The powerHouse Arena invites you to
a reading & discussion for
Adventures in the Strange Science of Sleep
Thursday, September 6, 7–9 PM
The powerHouse Arena · 37 Main Street (corner of Water & Main St.) · DUMBO, Brooklyn
For more information, please call 718.666.3049
RSVP appreciated: rsvp@powerHouseArena.com
Journalist David K. Randall discusses Dreamland: Adventures in the Strange Science of Sleep, his excursion through the bizarre world of sleep science.
One night, journalist David K. Randall awoke to find himself in the hallway near his bedroom, clutching his leg "like a wounded bear." While it was the first time he had sleepwalked, he had long been plagued by certain sleeping conditions. As a child, he would unnerve both his parents and friends by falling asleep with his eyes wide open. In college, Randall’s roommates would wake up to find him sitting upright in his bed yelling nonsense at the top of his lungs. Later in life, Randall’s wife would be forced to wear earplugs in order to sleep through a nightly performance of "talking, singing, laughing, humming, giggling, grunting, bouncing, and kicking."
We spend nearly a third of our lives asleep, but most of us have only the faintest idea of how it affects us. We’re not alone. One out of every seven Americans has a long–term sleep disorder. Another twenty million are thought to suffer from short–term insomnia at any time, and there are more than seventy–five recognized sleep disorders. Sleep, it turns out, is the dirty little secret of science. Despite the fact that every animal does it, scientists still don’t know why, exactly, we need to sleep in the first place. In fact, when Randall went to seek help from sleep therapists, even they told him that they didn’t know what was going on or how it could be stopped. With more questions than answers, Randall began his adventure into the strangest of biological phenomena. The result is DREAMLAND: Adventures in the Strange Science of Sleep, a sweeping tour of the often odd, sometimes disturbing, and always fascinating things that happen in the peculiar world of sleep.
In Dreamland, readers meet a range of people experimenting with and learning about sleep: the Harvard professor who uses video games to investigate what role dreams play in learning a new skill; the Olympic trainer who tweaks athletes’ sleep cycles in an attempt to break world records; the high-ranking military doctor with a plan to improve soldiers’ sleep so that they make better decisions. Taking readers from corporate boardrooms to bedrooms, Dreamland answers questions about sleep that aren’t as simple as they seem. Do women sleep differently than men? Why is it so hard for new parents to get their kids to sleep? And if you kill someone while sleepwalking, is that considered murder?

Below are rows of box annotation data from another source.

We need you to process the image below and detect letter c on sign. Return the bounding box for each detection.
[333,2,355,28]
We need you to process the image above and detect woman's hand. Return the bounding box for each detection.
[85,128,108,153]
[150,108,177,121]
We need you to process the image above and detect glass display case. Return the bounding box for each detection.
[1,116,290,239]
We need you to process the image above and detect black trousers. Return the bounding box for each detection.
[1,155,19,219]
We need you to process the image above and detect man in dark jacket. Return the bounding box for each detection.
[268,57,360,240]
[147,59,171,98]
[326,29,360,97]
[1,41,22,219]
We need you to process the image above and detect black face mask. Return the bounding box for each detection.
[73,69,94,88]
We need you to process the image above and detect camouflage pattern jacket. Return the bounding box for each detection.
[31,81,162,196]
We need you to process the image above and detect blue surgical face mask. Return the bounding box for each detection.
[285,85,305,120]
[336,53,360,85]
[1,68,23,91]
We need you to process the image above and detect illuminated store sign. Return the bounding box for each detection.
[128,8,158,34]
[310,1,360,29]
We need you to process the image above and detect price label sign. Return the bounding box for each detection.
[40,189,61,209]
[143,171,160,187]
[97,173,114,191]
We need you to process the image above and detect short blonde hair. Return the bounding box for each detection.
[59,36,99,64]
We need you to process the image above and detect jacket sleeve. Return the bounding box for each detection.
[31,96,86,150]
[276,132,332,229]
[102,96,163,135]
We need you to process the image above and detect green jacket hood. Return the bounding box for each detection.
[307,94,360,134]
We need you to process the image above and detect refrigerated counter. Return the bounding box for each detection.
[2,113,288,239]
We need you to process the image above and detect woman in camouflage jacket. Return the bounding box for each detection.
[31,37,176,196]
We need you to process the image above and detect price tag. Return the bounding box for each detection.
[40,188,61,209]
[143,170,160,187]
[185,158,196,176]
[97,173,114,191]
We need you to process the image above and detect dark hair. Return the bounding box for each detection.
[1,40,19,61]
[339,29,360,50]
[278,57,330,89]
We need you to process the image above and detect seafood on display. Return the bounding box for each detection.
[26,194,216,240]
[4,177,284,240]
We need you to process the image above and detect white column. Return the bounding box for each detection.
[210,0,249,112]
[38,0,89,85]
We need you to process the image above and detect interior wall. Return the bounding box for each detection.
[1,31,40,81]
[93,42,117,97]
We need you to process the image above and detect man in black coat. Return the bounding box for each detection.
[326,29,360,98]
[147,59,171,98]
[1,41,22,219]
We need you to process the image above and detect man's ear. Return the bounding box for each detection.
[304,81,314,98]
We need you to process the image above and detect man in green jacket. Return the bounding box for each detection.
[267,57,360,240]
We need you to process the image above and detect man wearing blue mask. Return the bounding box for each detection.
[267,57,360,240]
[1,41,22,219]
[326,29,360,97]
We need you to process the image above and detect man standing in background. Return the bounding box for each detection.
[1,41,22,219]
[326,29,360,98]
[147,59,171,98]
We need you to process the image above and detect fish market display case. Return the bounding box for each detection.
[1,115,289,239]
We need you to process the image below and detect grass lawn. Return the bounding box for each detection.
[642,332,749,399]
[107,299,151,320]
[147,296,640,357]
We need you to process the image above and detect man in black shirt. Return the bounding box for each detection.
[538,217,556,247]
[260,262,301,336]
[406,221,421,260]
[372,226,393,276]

Showing its implications for everything from what we remember to how we raise our children, to how we learn and how productive we are at work, Randall brilliantly combines practical advice from experts with analysis and insights into dreaming, parenting, sports, sex, and psychology. The result is a groundbreaking book that will appeal to any fan of Mary Roach, Oliver Sacks, or Tom Vanderbilt.
Indeed sleep, the overlooked third of life, affects us in important ways that we are only now beginning to understand. This is the first book to fully illustrate how sleep impacts our daily lives in surprising and sometimes shocking ways. From dream studies to sleep apnea machines, Dreamland not only has something for everyone but also conclusively demonstrates that Aldous Huxley was correct when he famously wrote, "That we are not much sicker and much madder than we are is due exclusively to that most blessed and blessing of all natural graces, sleep."
About the Author:
David K. Randall received his BA from the University of California, Riverside, and his MA in journalism at New York University. He is currently a senior reporter at Reuters and was previously a business reporter at the Associated Press. He has written for Forbes, the New York Times, and New York. He is also an adjunct professor of journalism at New York University.